Había acabado su jornada de trabajo, y como de costumbre Tadayoshi Kamo se sentó en el banco de madera que había en el fondo del jardín de bonsáis. La luz del atardecer llenaba este pequeño rincón del palacio imperial, tiñendo los árboles de color rosa. A su izquierda en el puesto de honor, encima de una columna de mármol blanco, se hallaba el codiciado abeto japonés con su copa abundante, de un verde intenso. Año tras año, Tadayoshi lo podaba con sumo cuidado asegurando la forma deseada. Era el favorito del emperador y el primero que señalaba cuando visitaba el jardín con sus invitados.

A un lado del abeto, el junípero chino, con su follaje verde azulado y al otro lado, el viejo roble con su tronco entrelazado, casi tan viejo como el mismo Tadayoshi. Un poco mas allá la magnolia stellata cuyas hermosas flores rosadas, llenaban el jardín con su perfume.

Y al fondo, apartado de los demás árboles, el diminuto cerezo, el favorito de la emperatriz, por tanto, desde siempre, su favorito también. Estaba en pleno flor. Algunos de sus delicados pétalos habían caído, formando una alfombra blanca alrededor de los pies del árbol. En unos meses se llenarían sus ramas de cerezas rojas y dulces y Tadayoshi las recogería de una en una, para luego entregárselas en mano a la emperatriz, en el pequeño cesto de mimbre que había hecho su madre, años atrás.
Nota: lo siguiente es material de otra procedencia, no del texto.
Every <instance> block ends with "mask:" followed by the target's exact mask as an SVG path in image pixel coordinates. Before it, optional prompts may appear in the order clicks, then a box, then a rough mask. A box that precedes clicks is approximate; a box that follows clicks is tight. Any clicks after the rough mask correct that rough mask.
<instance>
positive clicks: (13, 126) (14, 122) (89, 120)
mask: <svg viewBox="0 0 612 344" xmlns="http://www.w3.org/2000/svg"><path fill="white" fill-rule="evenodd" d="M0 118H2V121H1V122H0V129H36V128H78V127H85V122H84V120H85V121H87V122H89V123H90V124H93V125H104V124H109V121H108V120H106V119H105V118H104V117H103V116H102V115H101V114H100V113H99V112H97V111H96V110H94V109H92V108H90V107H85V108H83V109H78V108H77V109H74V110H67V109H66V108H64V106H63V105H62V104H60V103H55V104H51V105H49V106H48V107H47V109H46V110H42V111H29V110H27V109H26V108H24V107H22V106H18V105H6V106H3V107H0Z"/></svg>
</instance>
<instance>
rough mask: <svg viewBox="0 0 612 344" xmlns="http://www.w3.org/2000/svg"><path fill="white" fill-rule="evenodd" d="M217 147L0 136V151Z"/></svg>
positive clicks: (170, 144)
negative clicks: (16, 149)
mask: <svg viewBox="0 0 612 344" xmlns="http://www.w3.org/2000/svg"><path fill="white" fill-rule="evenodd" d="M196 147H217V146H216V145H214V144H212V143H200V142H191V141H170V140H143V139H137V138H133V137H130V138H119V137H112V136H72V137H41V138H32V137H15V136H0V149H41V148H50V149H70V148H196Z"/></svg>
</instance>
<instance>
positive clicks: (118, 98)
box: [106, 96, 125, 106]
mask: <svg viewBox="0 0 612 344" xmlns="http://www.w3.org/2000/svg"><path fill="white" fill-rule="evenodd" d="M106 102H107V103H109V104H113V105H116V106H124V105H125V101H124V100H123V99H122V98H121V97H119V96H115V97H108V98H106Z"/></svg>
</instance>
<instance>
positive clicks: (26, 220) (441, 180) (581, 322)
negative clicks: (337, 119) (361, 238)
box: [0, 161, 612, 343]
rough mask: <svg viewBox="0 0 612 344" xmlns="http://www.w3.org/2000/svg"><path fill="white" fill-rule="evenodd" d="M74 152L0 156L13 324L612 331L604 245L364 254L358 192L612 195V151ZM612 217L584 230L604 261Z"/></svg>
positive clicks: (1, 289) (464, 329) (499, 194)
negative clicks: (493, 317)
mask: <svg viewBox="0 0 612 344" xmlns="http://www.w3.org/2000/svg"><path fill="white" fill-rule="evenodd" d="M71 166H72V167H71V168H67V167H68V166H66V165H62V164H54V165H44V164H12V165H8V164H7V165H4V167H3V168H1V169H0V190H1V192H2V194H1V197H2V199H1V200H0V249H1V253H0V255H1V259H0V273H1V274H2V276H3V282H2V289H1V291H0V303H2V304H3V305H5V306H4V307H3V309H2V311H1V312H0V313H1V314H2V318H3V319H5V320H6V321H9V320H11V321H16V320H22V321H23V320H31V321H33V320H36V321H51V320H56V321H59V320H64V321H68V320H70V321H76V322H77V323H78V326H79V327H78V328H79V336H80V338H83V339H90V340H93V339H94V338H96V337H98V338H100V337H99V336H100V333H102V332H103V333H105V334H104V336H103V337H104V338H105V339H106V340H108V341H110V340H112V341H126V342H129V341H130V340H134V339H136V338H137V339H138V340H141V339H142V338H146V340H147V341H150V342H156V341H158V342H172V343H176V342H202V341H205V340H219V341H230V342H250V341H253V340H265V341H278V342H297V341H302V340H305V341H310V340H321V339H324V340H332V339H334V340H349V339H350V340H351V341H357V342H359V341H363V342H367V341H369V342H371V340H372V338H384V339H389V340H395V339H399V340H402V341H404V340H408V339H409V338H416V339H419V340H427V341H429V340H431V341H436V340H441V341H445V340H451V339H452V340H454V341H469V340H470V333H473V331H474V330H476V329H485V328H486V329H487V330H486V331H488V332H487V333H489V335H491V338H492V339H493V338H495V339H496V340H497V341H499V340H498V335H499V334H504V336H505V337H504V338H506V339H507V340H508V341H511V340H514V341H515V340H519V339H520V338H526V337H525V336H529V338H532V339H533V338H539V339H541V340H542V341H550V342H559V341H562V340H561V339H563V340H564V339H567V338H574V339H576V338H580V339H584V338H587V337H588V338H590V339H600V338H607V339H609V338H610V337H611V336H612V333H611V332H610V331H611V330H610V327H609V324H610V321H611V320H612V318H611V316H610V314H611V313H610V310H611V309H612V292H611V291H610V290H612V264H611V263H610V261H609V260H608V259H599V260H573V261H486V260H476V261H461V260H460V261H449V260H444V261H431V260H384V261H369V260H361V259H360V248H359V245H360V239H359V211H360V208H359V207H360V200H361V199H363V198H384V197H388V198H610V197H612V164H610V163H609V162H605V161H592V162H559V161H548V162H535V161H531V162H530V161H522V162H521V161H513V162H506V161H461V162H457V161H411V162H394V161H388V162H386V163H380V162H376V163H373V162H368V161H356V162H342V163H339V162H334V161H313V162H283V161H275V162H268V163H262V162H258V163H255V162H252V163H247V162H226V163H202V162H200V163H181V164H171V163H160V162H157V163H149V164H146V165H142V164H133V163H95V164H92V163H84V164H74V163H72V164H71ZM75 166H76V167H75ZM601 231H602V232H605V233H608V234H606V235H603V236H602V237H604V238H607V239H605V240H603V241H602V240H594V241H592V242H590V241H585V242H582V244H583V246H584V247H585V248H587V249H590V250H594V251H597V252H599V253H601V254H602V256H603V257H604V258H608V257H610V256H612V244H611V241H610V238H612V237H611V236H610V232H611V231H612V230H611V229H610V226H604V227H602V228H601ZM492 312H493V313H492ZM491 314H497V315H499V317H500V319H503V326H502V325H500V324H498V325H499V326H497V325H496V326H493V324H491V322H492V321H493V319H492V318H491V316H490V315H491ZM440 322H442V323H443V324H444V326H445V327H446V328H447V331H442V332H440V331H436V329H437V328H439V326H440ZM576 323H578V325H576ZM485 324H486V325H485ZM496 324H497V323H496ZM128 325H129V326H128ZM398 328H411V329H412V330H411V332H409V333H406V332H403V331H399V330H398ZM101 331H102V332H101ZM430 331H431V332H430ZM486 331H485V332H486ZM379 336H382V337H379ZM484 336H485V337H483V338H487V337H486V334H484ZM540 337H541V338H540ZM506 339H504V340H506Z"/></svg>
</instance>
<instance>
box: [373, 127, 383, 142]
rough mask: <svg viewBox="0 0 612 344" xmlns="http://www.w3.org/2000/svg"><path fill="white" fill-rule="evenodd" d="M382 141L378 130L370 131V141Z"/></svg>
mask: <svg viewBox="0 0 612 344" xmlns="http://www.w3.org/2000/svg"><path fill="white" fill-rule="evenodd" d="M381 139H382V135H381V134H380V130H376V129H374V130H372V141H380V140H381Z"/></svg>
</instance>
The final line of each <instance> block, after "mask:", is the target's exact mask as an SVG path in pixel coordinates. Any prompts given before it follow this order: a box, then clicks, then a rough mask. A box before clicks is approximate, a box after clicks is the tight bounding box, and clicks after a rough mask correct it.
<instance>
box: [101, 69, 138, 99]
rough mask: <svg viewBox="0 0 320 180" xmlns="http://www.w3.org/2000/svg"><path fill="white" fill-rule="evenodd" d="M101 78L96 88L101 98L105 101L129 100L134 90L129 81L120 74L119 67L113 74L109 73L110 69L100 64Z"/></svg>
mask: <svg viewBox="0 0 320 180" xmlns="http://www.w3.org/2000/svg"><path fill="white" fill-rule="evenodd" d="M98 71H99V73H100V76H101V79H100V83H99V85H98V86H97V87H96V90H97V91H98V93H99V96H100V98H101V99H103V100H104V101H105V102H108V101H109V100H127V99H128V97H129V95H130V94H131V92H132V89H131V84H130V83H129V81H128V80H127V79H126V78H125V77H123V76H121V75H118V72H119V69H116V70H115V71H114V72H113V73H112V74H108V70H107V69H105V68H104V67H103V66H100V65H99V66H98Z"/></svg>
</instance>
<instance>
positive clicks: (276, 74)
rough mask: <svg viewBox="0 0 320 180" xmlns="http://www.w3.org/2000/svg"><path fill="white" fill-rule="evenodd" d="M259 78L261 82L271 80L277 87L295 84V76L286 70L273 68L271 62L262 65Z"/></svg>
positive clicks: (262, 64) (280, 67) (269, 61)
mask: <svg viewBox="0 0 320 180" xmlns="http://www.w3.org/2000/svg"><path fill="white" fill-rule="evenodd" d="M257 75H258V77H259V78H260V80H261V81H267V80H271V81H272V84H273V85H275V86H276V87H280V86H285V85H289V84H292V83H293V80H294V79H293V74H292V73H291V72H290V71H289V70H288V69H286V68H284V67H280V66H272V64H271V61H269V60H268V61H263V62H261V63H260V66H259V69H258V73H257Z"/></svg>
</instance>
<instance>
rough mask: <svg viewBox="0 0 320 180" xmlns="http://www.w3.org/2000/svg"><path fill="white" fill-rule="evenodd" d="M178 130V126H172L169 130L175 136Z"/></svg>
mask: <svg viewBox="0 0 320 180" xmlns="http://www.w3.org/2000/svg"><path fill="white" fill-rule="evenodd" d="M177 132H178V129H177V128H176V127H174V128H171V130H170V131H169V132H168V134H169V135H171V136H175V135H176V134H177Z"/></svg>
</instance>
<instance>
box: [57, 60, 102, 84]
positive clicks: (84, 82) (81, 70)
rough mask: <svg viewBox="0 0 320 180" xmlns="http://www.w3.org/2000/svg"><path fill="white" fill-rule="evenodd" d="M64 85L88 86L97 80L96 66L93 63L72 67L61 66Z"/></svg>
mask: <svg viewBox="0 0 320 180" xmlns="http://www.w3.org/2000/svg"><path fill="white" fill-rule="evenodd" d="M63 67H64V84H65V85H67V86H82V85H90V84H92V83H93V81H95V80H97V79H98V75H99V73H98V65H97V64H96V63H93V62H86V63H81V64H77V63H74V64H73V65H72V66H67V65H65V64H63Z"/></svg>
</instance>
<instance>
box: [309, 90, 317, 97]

Todo era silencio salvo el suave borboteo de la pequeña fuente situada en el centro del jardín. Tadayoshi cerró los ojos y respiró a fondo, saboreando el olor a tierra húmeda. Los volvió a abrir al escuchar desde otro jardín del palacio, el canto nostálgico del lavandero blanco.

Su corazón dio un vuelco al ver a lo lejos, la figura de la emperatriz. A pesar de su edad, caminaba erguida y elegante. Desde donde estaba sentado Tadayoshi apenas pudo vislumbrar su cara, pero conocía cada rasgo como si fuera suyo. Esos ojos negros y dulces. Tristes. Y esa sonrisa tímida que se le dibujaba en la cara en las ocasiones que se cruzaban sus caminos.
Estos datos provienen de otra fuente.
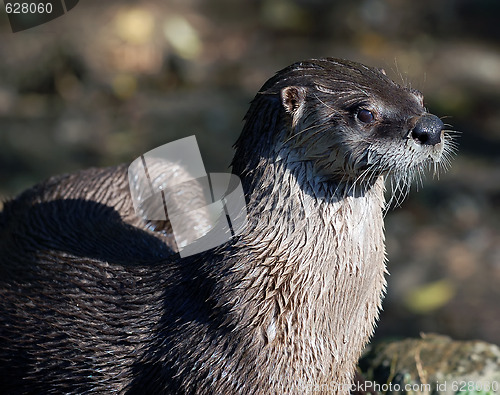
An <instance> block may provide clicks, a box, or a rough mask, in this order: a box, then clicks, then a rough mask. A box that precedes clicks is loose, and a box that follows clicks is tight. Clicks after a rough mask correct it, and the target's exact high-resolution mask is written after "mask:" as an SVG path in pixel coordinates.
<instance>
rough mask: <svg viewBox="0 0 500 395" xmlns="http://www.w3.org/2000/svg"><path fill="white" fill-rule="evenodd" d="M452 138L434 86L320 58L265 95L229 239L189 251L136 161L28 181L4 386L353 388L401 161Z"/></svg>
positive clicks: (364, 338)
mask: <svg viewBox="0 0 500 395" xmlns="http://www.w3.org/2000/svg"><path fill="white" fill-rule="evenodd" d="M450 146H451V145H450V144H449V137H448V134H447V133H445V131H444V126H443V123H442V122H441V120H440V119H439V118H437V117H436V116H434V115H431V114H429V113H428V112H427V111H426V109H425V108H424V107H423V100H422V95H421V94H420V93H419V92H417V91H415V90H412V89H408V88H404V87H401V86H399V85H397V84H396V83H394V82H392V81H391V80H390V79H389V78H388V77H386V75H385V73H383V72H381V71H380V70H378V69H375V68H370V67H366V66H363V65H361V64H358V63H354V62H350V61H345V60H336V59H321V60H310V61H304V62H300V63H296V64H294V65H292V66H289V67H287V68H285V69H283V70H282V71H280V72H278V73H277V74H276V75H275V76H274V77H273V78H271V79H270V80H269V81H268V82H267V83H266V84H265V85H264V86H263V87H262V89H261V90H260V91H259V93H258V94H257V96H256V97H255V99H254V100H253V102H252V105H251V107H250V110H249V111H248V113H247V116H246V123H245V126H244V129H243V132H242V134H241V136H240V138H239V139H238V141H237V142H236V145H235V147H236V154H235V157H234V160H233V173H235V174H236V175H238V176H239V177H240V178H241V181H242V185H243V189H244V191H245V197H246V200H247V209H248V224H247V228H246V229H245V231H244V232H243V233H242V234H241V235H239V236H237V237H234V238H232V239H231V240H230V241H228V242H227V243H225V244H223V245H221V246H219V247H217V248H214V249H212V250H209V251H206V252H204V253H200V254H197V255H194V256H191V257H188V258H184V259H180V258H179V255H178V254H176V252H175V251H174V250H173V249H172V247H170V246H169V243H168V242H167V241H166V236H164V235H163V233H160V232H153V231H150V230H149V229H147V227H146V225H145V224H143V223H142V221H141V220H140V219H139V218H137V217H136V216H135V214H134V211H133V209H132V203H131V198H130V194H129V191H128V183H127V175H126V167H125V166H118V167H114V168H107V169H91V170H85V171H82V172H80V173H76V174H70V175H65V176H60V177H54V178H51V179H49V180H48V181H46V182H44V183H42V184H40V185H38V186H35V187H34V188H32V189H30V190H28V191H26V192H24V193H23V194H22V195H20V196H19V197H18V198H17V199H15V200H13V201H10V202H8V203H6V204H5V208H4V211H3V212H2V213H1V215H0V306H1V314H0V364H1V365H0V388H1V390H2V393H16V394H19V393H75V394H76V393H90V392H94V393H111V392H118V393H143V394H144V393H151V394H159V393H166V394H171V393H190V394H281V393H287V394H301V393H305V392H306V391H308V390H324V391H334V392H336V393H347V392H348V391H349V383H350V382H351V380H352V377H353V373H354V370H355V365H356V362H357V360H358V357H359V355H360V353H361V350H362V348H363V346H364V345H365V344H366V342H367V341H368V339H369V337H370V335H371V334H372V332H373V329H374V324H375V321H376V319H377V316H378V311H379V308H380V304H381V299H382V294H383V291H384V287H385V280H384V273H385V271H386V269H385V265H384V259H385V258H384V254H385V253H384V235H383V214H382V212H383V207H384V204H385V201H384V195H383V194H384V178H385V177H386V176H389V177H392V178H393V179H394V180H396V182H400V183H402V184H405V183H408V182H409V181H410V180H411V179H412V175H414V174H418V173H419V172H420V171H421V169H422V168H423V167H425V166H426V165H427V164H430V163H438V162H439V163H442V162H443V159H447V155H446V153H447V152H448V151H449V147H450ZM445 162H446V160H445ZM396 192H397V191H396Z"/></svg>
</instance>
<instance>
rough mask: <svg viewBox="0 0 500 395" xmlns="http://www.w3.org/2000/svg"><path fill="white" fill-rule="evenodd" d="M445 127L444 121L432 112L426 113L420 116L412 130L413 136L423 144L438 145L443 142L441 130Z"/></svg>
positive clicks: (413, 137) (414, 137)
mask: <svg viewBox="0 0 500 395" xmlns="http://www.w3.org/2000/svg"><path fill="white" fill-rule="evenodd" d="M443 128H444V124H443V122H442V121H441V120H440V119H439V118H438V117H436V116H435V115H432V114H426V115H423V116H421V117H420V118H419V120H418V121H417V123H416V124H415V127H414V128H413V130H412V131H411V137H413V138H414V139H415V140H418V141H419V142H420V143H421V144H425V145H436V144H438V143H440V142H441V132H442V130H443Z"/></svg>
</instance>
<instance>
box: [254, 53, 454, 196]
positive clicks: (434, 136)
mask: <svg viewBox="0 0 500 395" xmlns="http://www.w3.org/2000/svg"><path fill="white" fill-rule="evenodd" d="M278 103H279V104H278ZM254 104H257V106H258V107H257V108H258V109H260V111H263V112H265V109H266V108H273V110H274V111H277V112H278V113H279V116H278V117H277V120H276V124H275V125H271V126H269V125H267V126H266V127H264V128H261V130H264V132H266V131H267V130H272V129H274V131H273V132H272V133H273V135H274V138H275V139H277V140H278V141H277V145H280V144H281V146H283V145H284V146H286V150H288V151H287V152H293V153H294V155H289V156H288V160H296V161H305V162H308V163H311V165H312V168H313V169H314V176H315V178H316V179H319V180H321V181H327V180H333V181H336V182H338V183H339V182H340V183H350V184H353V185H359V184H362V183H365V182H367V183H370V182H373V181H374V180H375V179H376V178H378V176H381V175H391V176H393V178H394V179H395V180H396V181H398V182H396V185H399V187H398V188H400V181H402V184H404V185H408V184H409V182H410V181H411V180H412V178H413V176H414V175H419V174H421V172H422V170H423V169H424V168H425V167H427V166H428V165H431V164H434V168H435V169H437V168H438V166H437V164H443V163H444V164H445V165H446V164H447V162H448V155H447V154H448V153H449V152H450V151H451V150H452V148H453V144H452V143H450V141H451V140H450V137H449V133H447V132H448V131H446V130H445V127H444V124H443V122H442V121H441V120H440V119H439V118H438V117H437V116H435V115H432V114H430V113H428V112H427V110H426V108H425V107H424V104H423V96H422V94H421V93H420V92H418V91H416V90H414V89H411V88H406V87H402V86H400V85H398V84H396V83H395V82H393V81H392V80H391V79H389V78H388V77H387V76H386V75H385V72H384V71H383V70H379V69H376V68H371V67H367V66H364V65H361V64H359V63H355V62H350V61H345V60H338V59H321V60H310V61H305V62H299V63H296V64H293V65H291V66H289V67H287V68H285V69H283V70H282V71H280V72H278V73H277V74H276V75H275V76H274V77H273V78H271V79H270V80H269V81H268V82H267V83H266V84H265V85H264V86H263V88H262V89H261V91H260V92H259V94H258V95H257V97H256V99H255V101H254ZM278 106H279V107H280V108H279V109H278V108H277V107H278ZM249 114H250V115H252V108H251V109H250V111H249ZM253 116H255V114H253ZM260 117H264V118H265V116H264V115H260ZM247 123H248V120H247ZM267 138H268V139H272V138H273V137H272V136H268V137H267ZM275 144H276V142H275Z"/></svg>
Caminando por delante de la emperatriz, se percibía la figura obesa e imponente del emperador. Tadayoshi vio como este se giró con un gesto impaciente y se dirigió a su esposa, alzando la mano derecha como si la fuera a pegar. Ella bajó la cabeza, esperando el golpe, pero esta vez no llegó. Siguieron su camino y pronto desaparecieron de la vista del jardinero.

Tadayoshi se levantó y cogió las tijeras de podar que estaban limpias y guardadas en la caja a sus pies. Se acercó al abeto japonés y cortó una de las ramas principales. La tiró al suelo, aplastándola bajo sus pies, tiñendo las piedras de un color verde oscuro, casi negro.